Le thème majeur est évidemment celui de la Contre-Réforme. Il apparaît avec force dans le chant intitulé "L'hérétique, combien pernicieux", qui commence par une déploration sur les malheurs du temps.

 

La fin du recueil comporte des Litanies de la Vierge et un Motet en latin pour l'Assomption composés à quatre voix dans le style du contrepoint fleuri.

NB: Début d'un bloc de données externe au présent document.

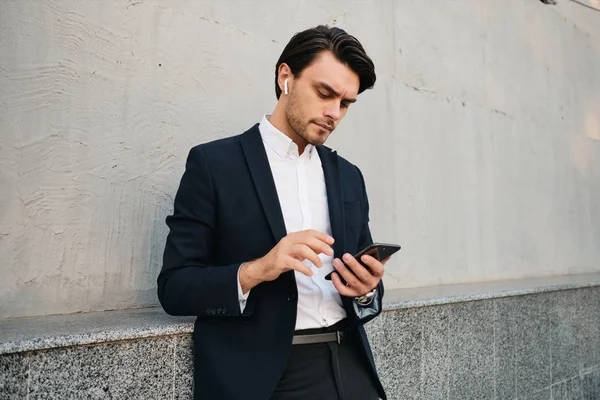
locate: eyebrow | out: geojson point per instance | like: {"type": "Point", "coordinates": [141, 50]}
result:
{"type": "Point", "coordinates": [329, 88]}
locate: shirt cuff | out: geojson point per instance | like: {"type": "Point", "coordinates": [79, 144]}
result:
{"type": "Point", "coordinates": [241, 296]}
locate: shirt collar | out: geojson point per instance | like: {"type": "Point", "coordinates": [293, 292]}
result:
{"type": "Point", "coordinates": [279, 142]}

Les Rossignols spirituels représentent fidèlement le travail de reconquête des âmes entrepris au terme du Concile de Trente, tout particulièrement par l'intermédiaire des Jésuites : il s'agissait non seulement de lutter contre la Réforme - a fortiori dans une ville qui l'avait violemment embrassée - mais aussi de restaurer la foi et les pratiques de dévotion. Le Père Marc apportait la contribution novatrice de ses méthodes actives renforcées par l'usage du chant en langue vulgaire.

 

Guillaume Marc avait confié la réalisation de la basse chantée des Rossignols à Peter Philips, organiste de la Chapelle Royale à Bruxelles. On y trouve l'oeuvre d'un harmoniste plus que d'un contrapuntiste, c'est à dire d'un moderne, rompu aux techniques de l'écriture verticale. Les mélodies se caractérisent par leur grande simplicité. Certains passages "ressentent leur Guédron" selon l'aveu de l'auteur qui ne craint pas de livrer, en ses pièces liminaires, sa recette qui n'est autre que la parodie. S'adressant à l'Abbé de Saint-Amand, Guillaume Marc conseille, pour enrichir la polyphonie à deux voix qui pourrait lui paraître insuffisante, de "former des trios, y pesle-meslant clavicordion". Liberté est donc donnée aux interprêtes d'ajouter une basse continue qui se déduit normalement de l'excellente basse écrite par Peter Philips.